Он положил мне руку на плечо и уже серьезно сказал:

— Система в работе, порядок — все это хорошо. Но ведь порядок может быть и с носилками… Не качай головой, носилки — это тоже технология. За тобой Новая Техника, Виктор.

Вдали снова послышался стук металлических каблучков. Мы оба вскочили и испуганно переглянулись. Я заторопился, безуспешно натягивая на себя халат.

— Что же это мы? Посиди еще, — неуверенно сказал Николай Николаевич. — Куда спешишь?

— Мне срочно в контору, — соврал я.

Стук приближался. Я наскоро попрощался, пообещав заняться Новой Техникой, и пошел по коридору.

Быстро сбежав по лестнице, в раздевалку, я кинул на стойку халат и уже свободным человеком выскочил на улицу.

Мчались машины, толпой шли люди. Всюду были надписи, что можно делать, чего нельзя: «Идите» — «Стойте», «Переход» — «Нет перехода». Вдоль тротуаров на сотни метров тянулись железные ограждения, столь хитро рассчитанные, что преодолеть их нельзя было ни сверху, ни снизу. На торцах многоэтажных домов висели огромные плакаты, которые уже в стихотворной форме предупреждали: «Красный свет — движения нет», а на перекрестках улиц всю эту систему уличного «Можно — Нельзя» дополнял заботливый, но строгий, вежливый, но настойчивый вездесущий московский милиционер.

И все же я вздохнул полной грудью: «Хорошо!»

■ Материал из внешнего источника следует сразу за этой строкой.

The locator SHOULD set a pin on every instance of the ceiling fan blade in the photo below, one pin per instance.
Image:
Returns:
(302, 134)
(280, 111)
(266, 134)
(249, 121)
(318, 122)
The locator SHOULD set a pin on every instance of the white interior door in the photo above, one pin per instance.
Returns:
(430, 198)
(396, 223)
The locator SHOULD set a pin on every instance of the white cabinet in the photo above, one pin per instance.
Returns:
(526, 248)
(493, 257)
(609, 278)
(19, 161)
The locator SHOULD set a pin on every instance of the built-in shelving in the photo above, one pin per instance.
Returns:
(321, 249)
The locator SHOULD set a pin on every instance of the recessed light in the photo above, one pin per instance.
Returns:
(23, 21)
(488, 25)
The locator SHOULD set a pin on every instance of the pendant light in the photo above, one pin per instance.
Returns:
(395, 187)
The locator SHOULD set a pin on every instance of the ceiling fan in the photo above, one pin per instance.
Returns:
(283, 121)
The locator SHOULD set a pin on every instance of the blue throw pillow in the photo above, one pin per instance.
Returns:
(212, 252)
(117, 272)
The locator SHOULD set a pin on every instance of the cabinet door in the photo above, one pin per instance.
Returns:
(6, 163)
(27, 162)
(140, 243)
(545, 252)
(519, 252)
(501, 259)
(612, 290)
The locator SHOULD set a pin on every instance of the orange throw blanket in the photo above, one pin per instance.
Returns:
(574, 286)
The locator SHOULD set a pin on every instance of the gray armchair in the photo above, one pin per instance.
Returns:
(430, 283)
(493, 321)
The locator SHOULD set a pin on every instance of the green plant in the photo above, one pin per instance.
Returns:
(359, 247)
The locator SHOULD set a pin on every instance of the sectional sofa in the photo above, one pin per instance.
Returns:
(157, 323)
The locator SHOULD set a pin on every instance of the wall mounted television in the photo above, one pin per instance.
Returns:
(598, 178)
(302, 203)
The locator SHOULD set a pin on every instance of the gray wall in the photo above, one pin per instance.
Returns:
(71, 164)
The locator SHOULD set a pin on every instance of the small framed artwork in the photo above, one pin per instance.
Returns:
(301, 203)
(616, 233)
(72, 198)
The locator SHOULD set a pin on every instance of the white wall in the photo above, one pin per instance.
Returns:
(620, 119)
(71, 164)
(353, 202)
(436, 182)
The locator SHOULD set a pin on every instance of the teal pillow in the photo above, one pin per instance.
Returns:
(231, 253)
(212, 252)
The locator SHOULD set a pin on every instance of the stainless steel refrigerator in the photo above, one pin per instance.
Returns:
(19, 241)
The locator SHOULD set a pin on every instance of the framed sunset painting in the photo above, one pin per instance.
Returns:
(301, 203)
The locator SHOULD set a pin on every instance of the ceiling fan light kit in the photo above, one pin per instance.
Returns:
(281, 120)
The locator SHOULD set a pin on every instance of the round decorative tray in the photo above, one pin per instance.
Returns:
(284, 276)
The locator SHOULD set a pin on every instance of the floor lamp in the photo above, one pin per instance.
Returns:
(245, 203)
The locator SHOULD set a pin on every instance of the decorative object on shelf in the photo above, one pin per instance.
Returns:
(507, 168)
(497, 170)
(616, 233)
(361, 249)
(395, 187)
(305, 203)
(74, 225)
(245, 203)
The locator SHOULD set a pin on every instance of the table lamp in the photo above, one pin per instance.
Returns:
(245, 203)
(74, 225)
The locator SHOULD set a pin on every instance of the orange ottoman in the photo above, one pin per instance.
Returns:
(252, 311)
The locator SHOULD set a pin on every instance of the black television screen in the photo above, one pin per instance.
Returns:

Когда октябрьское солнце, багровое и недовольное, словно сердитое начальство, покидает стройку и, отдуваясь, садится на крышу соседнего здания, когда крановщик, как цирковой артист, закончивший на высоте трудный номер, ловко спускается по лесенке (честное слово, он тоже заслужил аплодисменты), когда водители, самый нервный народ на свете, отметив путевки, степенно судачат на скамеечке, а вконец охрипший диспетчер вдруг замечает, что кроме машин с бетоном существуют люди, деревья и вообще Вселенная, — тогда наверняка можно сказать: кончился трудный строительный день.